Getting to the bottom of things: Writing and focus

Writing well requires intense focus. But it also requires conversation with readers, colleagues, and strangers. The skillful use of email and social media can facilitate those conversations to a wonderful degree.

However, email and social media attack your focus, by design. They’re engineered by brilliant people who make their livings by attracting your attention into their channels. So how does one participate in the real time global conversations and still get writing done?

Austin has great pieces in the Upshot and TIE about how he conserves his attention.

I felt like I was bouncing from task to task all day — because I was. My work days had become cycles of: type a few sentences, check email, check Twitter, check the news, repeat. This process was itself interrupted by sporadic meetings and phone calls.

I couldn’t focus because I had spent years training my mind not to do so.

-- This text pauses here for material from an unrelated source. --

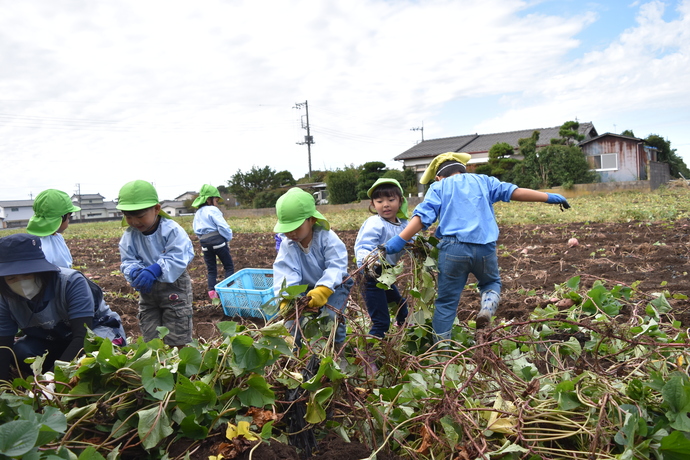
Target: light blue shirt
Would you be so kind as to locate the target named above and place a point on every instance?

His solution was to devise a personal schedule with times each day that are dedicated to undistracted work.

Cal Newport is a theoretical computer scientist who makes his living proving theorems. He needs focus just a bit less urgently than he needs oxygen. In his book and his blog, Newport presents strategies for cultivating

the ability to focus without distraction on a cognitively demanding task.

Newport completely abstains from social media. He has a post in praise of the famous computer scientist Donald Knuth, who checks email only four times a year. Knuth explains:

Email is a wonderful thing for people whose role in life is to be on top of things. But not for me; my role is to be on the bottom of things. What I do takes long hours of studying and uninterruptible concentration. I try to learn certain areas of computer science exhaustively; then I try to digest that knowledge into a form that is accessible to people who don’t have time for such study.

Newport’s core strategy is to create places and regular times of solitude, devoted to deep work. He fortifies these havens with rituals* that mark these occasions and dedicate them to cognitive effort, as if he were a Benedictine of focused attention.

I have made many efforts to build regular structure into my week. Unlike Newport or Knuth, my job involves operational responsibilities in difficult team-based projects. Being unavailable on email would damage those projects. In short, so far I haven’t been able to set out fixed blocks of uninterruptible times. Maybe the next attempt will work.

But I have learned to forage for times and settings for concentration. A coffee shop near the car repair. A sofa outside the meeting room at a conference. What I learned from Newport, and what helps enormously, is a ritual of dedication to focus.

When I get an opportunity, I commit to a block of 30 minutes of uninterrupted work on a single writing or programming task. I follow rules. I switch whatever application I’m using to full screen mode. I start a timer. I do not leave the task before the bell rings. If I finish early, I have to find another task, because I can’t break attention for 30 minutes. When the timer rings I can open myself to the world, without this inner voice:

Gandalf

This strategy works and it gets better with practice. Like workouts in athletic training, if I go too long without a 30 minute block I get hungry for the next one.

I track each day’s cumulative writing and focused time. Seeing these time series has changed my life. I have days during which I record no words and no time. Two hours of cumulative focused time a day is respectable. Four is amazing. It’s immediately clear that I have only so many days and hence just a few projects that I can do well. I have to choose better.